Even if the fact that his breathing is bothering you or her picking her teeth after dinner makes you fit to choke her, you should pause and remember that "with you and through you I will become that which I long to be" .

If that's too hard to remember when he's failed to pack the dishwasher again, Barbara Carrellas' Urban Tantra suggests you could go looking for his Muladhara, a particularly vulnerable location between the anus and genitals.

4. Popping up problems

For the academically challenged, there's Rubess and Moerbeek's self-explanatory Pop-Up Book of Sex, a rather cute if slightly disturbing throwback to those books you enjoyed as children.

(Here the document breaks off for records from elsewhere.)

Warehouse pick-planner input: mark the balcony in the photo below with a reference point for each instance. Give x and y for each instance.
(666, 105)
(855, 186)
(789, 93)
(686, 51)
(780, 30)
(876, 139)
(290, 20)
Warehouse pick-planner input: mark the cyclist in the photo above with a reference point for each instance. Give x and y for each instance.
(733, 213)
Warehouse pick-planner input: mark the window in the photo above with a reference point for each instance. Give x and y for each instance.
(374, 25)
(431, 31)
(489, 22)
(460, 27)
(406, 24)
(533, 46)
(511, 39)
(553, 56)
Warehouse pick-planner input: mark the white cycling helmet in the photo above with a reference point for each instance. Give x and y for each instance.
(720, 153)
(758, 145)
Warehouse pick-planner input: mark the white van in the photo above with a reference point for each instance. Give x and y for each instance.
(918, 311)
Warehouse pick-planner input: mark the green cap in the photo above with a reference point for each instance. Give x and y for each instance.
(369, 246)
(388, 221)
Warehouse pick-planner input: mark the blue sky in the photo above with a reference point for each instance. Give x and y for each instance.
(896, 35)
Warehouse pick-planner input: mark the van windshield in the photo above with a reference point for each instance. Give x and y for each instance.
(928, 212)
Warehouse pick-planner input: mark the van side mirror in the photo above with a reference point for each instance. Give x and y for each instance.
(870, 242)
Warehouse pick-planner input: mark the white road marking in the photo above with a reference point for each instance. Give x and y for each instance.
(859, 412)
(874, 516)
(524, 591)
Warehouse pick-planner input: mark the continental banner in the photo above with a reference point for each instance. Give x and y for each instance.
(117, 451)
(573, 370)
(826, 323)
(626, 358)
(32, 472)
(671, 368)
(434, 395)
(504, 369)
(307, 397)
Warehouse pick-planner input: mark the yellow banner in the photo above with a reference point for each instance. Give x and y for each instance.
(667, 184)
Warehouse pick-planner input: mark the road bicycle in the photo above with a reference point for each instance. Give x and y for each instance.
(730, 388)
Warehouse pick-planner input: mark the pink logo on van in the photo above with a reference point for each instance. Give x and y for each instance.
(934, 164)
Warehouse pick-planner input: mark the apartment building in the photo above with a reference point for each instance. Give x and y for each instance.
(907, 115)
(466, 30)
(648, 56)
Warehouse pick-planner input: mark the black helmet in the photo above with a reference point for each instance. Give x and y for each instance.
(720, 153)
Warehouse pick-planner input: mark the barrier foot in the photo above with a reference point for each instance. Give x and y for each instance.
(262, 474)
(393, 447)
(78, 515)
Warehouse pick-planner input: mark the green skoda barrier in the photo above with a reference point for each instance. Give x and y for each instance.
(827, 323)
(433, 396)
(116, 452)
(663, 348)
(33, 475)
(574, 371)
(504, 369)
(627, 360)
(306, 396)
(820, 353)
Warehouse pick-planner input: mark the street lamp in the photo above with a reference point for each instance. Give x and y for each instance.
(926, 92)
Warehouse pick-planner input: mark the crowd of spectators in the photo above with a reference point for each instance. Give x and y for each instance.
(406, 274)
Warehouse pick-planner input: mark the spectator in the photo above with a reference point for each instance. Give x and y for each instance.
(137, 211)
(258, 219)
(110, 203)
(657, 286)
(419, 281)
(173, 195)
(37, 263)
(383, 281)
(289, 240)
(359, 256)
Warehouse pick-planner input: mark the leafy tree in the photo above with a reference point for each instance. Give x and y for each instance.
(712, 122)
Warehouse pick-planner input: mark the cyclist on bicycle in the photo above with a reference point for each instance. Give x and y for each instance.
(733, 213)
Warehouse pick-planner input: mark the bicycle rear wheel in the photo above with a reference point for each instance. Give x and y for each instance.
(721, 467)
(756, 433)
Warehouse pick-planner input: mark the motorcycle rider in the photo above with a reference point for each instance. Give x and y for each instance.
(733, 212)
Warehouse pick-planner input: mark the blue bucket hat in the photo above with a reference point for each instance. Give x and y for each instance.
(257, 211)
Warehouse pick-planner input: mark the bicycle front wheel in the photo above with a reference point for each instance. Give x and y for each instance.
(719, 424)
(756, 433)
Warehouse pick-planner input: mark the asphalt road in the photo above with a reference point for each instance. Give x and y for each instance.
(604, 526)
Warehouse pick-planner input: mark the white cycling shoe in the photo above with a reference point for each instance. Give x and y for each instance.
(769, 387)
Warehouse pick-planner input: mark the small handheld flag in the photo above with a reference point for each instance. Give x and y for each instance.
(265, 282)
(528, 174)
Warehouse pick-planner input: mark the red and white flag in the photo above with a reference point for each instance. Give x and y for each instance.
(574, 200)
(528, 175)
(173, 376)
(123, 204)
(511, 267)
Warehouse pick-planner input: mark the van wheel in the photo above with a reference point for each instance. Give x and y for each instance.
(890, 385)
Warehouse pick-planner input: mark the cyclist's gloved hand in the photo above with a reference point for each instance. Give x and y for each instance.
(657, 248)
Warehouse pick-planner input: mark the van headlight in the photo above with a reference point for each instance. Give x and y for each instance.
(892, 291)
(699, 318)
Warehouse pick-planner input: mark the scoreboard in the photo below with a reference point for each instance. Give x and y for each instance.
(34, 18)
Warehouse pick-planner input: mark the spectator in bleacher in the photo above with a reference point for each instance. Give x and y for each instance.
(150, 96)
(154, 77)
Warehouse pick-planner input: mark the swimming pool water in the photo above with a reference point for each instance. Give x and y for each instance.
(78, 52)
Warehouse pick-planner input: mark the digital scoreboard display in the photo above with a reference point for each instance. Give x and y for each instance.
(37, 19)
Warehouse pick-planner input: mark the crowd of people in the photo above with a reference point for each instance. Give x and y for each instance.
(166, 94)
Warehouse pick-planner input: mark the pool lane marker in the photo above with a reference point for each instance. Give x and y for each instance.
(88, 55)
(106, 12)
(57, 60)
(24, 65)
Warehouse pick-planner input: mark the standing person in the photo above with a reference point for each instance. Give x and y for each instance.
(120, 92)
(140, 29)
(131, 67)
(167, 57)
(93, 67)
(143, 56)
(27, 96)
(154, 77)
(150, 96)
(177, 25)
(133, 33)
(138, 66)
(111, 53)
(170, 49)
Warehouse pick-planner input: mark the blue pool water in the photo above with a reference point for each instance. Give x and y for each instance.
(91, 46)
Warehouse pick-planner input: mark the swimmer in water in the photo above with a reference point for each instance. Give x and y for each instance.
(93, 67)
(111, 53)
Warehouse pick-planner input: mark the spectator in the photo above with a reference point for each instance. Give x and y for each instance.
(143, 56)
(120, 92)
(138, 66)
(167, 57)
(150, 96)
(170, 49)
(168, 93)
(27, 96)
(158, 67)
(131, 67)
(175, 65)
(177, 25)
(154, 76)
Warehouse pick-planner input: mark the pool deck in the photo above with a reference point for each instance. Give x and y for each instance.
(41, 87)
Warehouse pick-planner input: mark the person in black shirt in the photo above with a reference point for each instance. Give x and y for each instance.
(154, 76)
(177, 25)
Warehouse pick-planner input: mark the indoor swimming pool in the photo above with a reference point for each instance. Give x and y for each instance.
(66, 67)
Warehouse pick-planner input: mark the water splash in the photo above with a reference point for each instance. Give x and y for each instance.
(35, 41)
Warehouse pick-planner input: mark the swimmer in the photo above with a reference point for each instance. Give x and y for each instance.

While Rubess and Moerbeek's pages will pop up on demand, things unfortunately aren't always so predictable in the bedroom.

5. No children allowed

Despite the fact that they're a direct result of 'doing it', children can be one of the largest hindrances to a happy sex life.

Perel highly recommends getting rid of them. Locking them under the stairs, leaving them out in the rain and pretending you've lost the key (which has somehow necessitated you running around the house naked) or shipping them off to boarding school are all possibilities if you really can't have someone look after them for a few hours.

Perel doesn't seem to take into account the fact that most harried mothers of young kids would probably like to curl up under the covers with a good book - rather than a husband – if they managed to eliminate the kids for a night.

6. Eyeing the Prize

Giving your partner the glad eye - or even the 'non-dominant' one - takes on a whole new meaning when you've read Urban Tantra.

Remember those suggestive eyelash sweeps you gave him during your courtship that now make him ask if your contact lenses are hurting you? Forget it.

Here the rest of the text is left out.